The case puts her in contact with the "commanding presence" of a broad-shouldered, rattlesnake-belt-wearing, no-nonsense cowboy type, Detective Silas Jackson, who becomes a major player in the narrative as Ms. Sands develops the relationship between the experienced detective and the girl prodigy. There's a sense of ambiguity at work here. The detective is acting . . . rude . . . but also . . . paternal? Yet the relationship is at once combative, flirty-combative, and edging — sort of? — toward romantic.
Readers may bristle, or get the ick, at the disparity in their ages and the implicit power dynamic between a professional cop in his 40s and a 21-year-old student. It's suspect. Isn't it? But the banter is certainly fun.
The novel takes place in the Florida backwater of Cypress Havens. Florida-bashing in colorful prose sets the scene: "Would she ever get used to living in the godforsaken south-central town of Cypress Havens? Why hadn't she left it in all her twenty-one years? Maybe she was suffering from a form of Stockholm syndrome. If it wasn't the crawling bugs, fluttering bugs, swarming bugs, stink bugs, no-see-ums, and kamikazes, it was the in-your-face, ever-present assortment of hustlers, rednecks, pedophiles, and mass murderers — all of whom, she was certain, lived on her block — not to mention the strung-out dropouts high on meth or heroin. . . ."

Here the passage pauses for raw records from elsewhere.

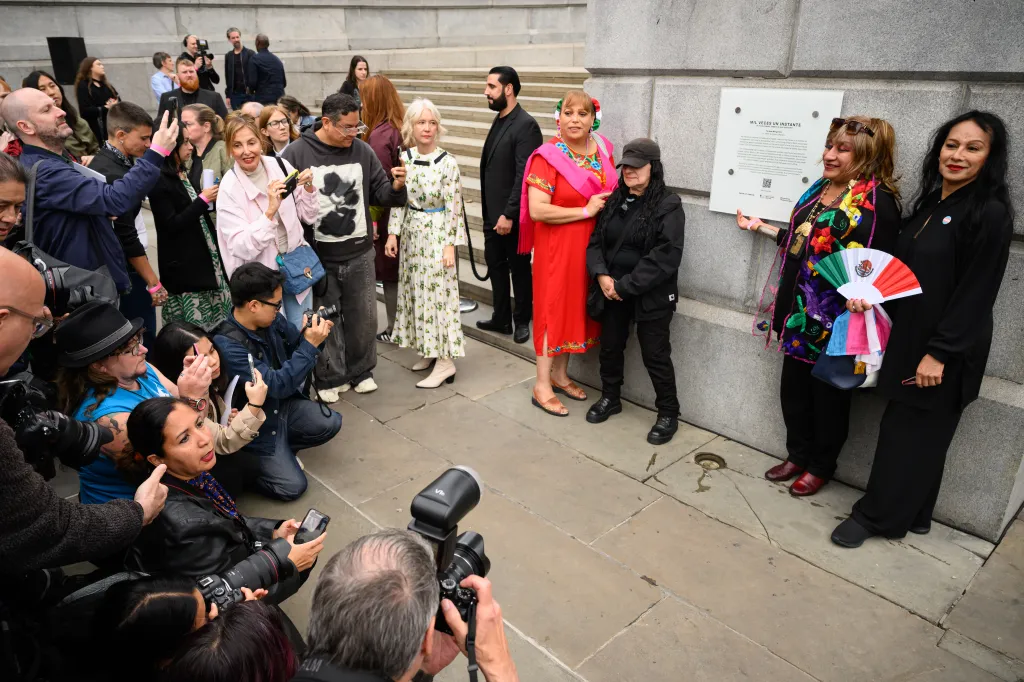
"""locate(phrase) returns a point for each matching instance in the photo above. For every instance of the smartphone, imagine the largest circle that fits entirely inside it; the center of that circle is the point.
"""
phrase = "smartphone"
(312, 526)
(291, 182)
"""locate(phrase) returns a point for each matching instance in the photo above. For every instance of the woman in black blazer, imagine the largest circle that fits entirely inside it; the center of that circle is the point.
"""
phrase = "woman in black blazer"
(189, 261)
(956, 242)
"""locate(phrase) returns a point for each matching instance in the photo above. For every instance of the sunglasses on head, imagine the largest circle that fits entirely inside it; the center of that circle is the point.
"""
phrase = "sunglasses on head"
(853, 127)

In junior high school, Maggie Moore was nicknamed "Brainiac Bitch," harbored an early fixation on word use and word choice, and learned sentence diagramming from a zealous seventh-grade teacher who insisted it was the key to success.
"Today's diagramming served a different purpose than it did back then. Today, it was her version of om. No friggin' way she'd ever do yoga."
Let's talk about the sentence diagramming. This unusual coping mechanism appears in the book frequently as actual sentence diagrams make their way into the narrative. Ms. Sands's Maggie Moore diagrams things people say to her. Lines from songs. Lines from films. She diagrams the work of Zora Neale Hurston, Gabriel Garcia Marquez, Toni Morrison; she diagrams Vonnegut, Austen, Twain. And Proust, she diagrams Proust.
This may seem gimmicky on the surface, but the mechanism reads like a labor of love because the sentences come from the protagonist's point of view, surface in step with or in response to the action, and are linked more to character development than plotting. The sentences are a map of Maggie Moore's mind. They indicate what interests her, and her range, while building credibility for her talent in linguistic forensics (talent that in turn acts to push the plot).
For some readers, this literary acumen in one so very young may strain — her tattoos are of famous last lines of novels, from Gordimer to Hemingway — and her compulsive sentence diagramming is a little hard to follow when it comes to Proust, unless the reader is as on top of her Proust game as Maggie Moore.
She's a lot, this Maggie Moore, but her creator, Stella Sands, generates plenty of sympathy for her young, tough, brave, brilliant but reckless, driven but self-defeating character. Ms. Sands further covers her bases with a well-developed, compelling back story that not only builds the Maggie Moore character but builds the world of the narrative she inhabits, Florida-gritty and full of people on both sides of bad luck.
The grammar of the book, which is to say its internal consistency, checks out.
Evan Harris is a librarian and writer who lives in East Hampton.
Stella Sands is the author of a half dozen true-crime books. She lives in Sag Harbor.